Picower Center research scientist David Gerber then collaborated with Rockefeller's Maria Karayiorgou to examine calcineurin genes in DNA samples from schizophrenic patients and their immediate relatives. The researchers found an association between a particular calcineurin gene and schizophrenia.

"This is an intriguing series of findings," Tonegawa said. "The combination of evidence from the genetically altered mice, together with the human gene studies, create a strong argument to link calcineurin with schizophrenia."

A SEARCH FOR DRUGS

Alterations in multiple genes are believed to predispose people to schizophrenia.
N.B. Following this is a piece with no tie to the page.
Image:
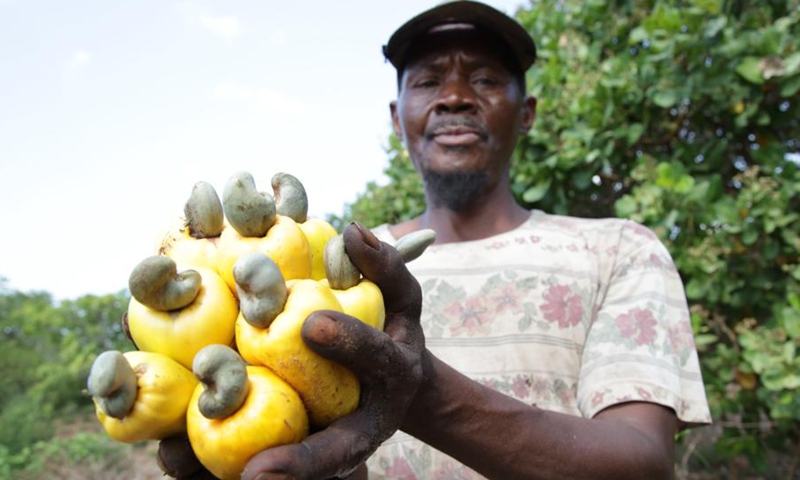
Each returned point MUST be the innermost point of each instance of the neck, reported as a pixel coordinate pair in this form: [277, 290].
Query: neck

Tonegawa suspects that many of these genes may turn out to be components of the calcineurin pathway or to directly interact with the calcineurin pathway.

"Once we better understand exactly which genes are involved, we will know how proteins are affected, and we can set up a test to screen large numbers of compounds to identify ones that have desired effects on the activity of these proteins," Tonegawa said. "This can potentially lead to the discovery of new kinds of drugs for psychiatric conditions such as schizophrenia."

In addition to Gerber, Miyakawa, Karayiorgou and Tonegawa, co-authors include Joseph A. Gogos of Columbia University, and Diana Hall and Sandra Demars of Rockefeller University. Authors on the mouse study include research specialist Lorene M. Leiter and Hongkui Zeng of MIT, and Raul R. Gainetdinov, Tatyana D. Sotnikova and Marc G. Caron of Duke University.

The study on the human genes associated with schizophrenia susceptibility was funded by the Picower Foundation, the National Institutes of Health, the Howard Hughes Medical Institute, the Otsuka Maryland Research Institute, the McKnight Endowment Fund for Neuroscience, the EJLB Foundation and the New York City Council Speaker's Fund.

The study on the genetically altered schizophrenic mice was funded by the Picower Foundation, the National Institutes of Health, the Howard Hughes Medical Institute, RIKEN and NARSAD.